Le Ministère considère que le programme est désormais en accord avec ses objectifs notamment sur le plan du rythme d’engagement ». Il indique également que les financements accordés correspondent à la diversité des champs d’intervention de l’ESS, l’insertion représentant toutefois près de la moitié des projets.
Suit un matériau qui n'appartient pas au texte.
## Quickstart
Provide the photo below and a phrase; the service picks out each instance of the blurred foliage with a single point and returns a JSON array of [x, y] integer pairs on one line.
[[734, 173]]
Les premières analyses des projets nationaux font état de 1 300 emplois créés ou consolidés.

Le Gouvernement a par ailleurs indiqué qu’une réflexion sera engagée afin de définir les modalités de sortie du programme en 2014 et son articulation avec la mise en place de la Banque publique d’investissement qui doit comporter une « enveloppe » dédiée à l’ESS à hauteur de 500 millions d’euros au minimum.

En tout état de cause, M. Benoît Hamon a indiqué à plusieurs reprises que l’une de ses préoccupations principales était de permettre à l’ESS de bénéficier de ce nouveau financement selon des procédures tenant compte, en particulier, des difficultés d’attribution de la dotation du programme d’investissements d’avenir, difficultés que les représentants des organisations de l’ESS ont été unanimes à déplorer vivement lors de leur audition par votre Rapporteur.
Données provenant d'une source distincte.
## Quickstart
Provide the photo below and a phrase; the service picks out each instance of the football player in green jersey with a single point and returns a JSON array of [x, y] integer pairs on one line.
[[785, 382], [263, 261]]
Celui-ci a interrogé le Ministre délégué sur les modalités d’intervention de la BPI envisagées par le Gouvernement en ce qui concerne les organisations de l’ESS. Il lui a été indiqué que la doctrine d’intervention de la future Banque serait adaptée à leurs spécificités pour l’ensemble de la gamme des instruments de soutien auxquels elles seront éligibles : fonds propres et quasi fonds propres, prêts et garanties bancaires ; soutien à l’innovation sous forme d’avances remboursables. Il convient de formuler le vœu que l’innovation sociale soit soutenue dans ce nouveau cadre, ce qui n’est pas le cas avec Oséo qui réserve en principe ses interventions à l’innovation technologique.
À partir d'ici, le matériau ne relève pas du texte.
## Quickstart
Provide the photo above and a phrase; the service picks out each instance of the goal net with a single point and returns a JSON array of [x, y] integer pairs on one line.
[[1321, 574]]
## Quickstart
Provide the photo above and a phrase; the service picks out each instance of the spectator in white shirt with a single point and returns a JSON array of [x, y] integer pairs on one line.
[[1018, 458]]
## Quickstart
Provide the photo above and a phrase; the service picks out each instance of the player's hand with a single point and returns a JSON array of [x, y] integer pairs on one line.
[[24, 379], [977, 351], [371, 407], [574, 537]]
Le projet de loi relatif à la création de la BPI,  que notre Assemblée doit prochainement examiner, comporte, en ce qui concerne la gouvernance de la future Banque, des dispositions manifestent le souci du Gouvernement de prendre en compte les spécificités du secteur de l’ESS. Ce texte prévoit en effet la présence d’au moins une personnalité choisie en raison de sa compétence dans le domaine de l’ESS au sein du comité national d’orientation de la société anonyme BPI-groupe chargé d’exprimer un avis sur les orientations stratégiques, la doctrine d’intervention et les modalités d’exercice par la société et ses filiales de ses missions d’intérêt général.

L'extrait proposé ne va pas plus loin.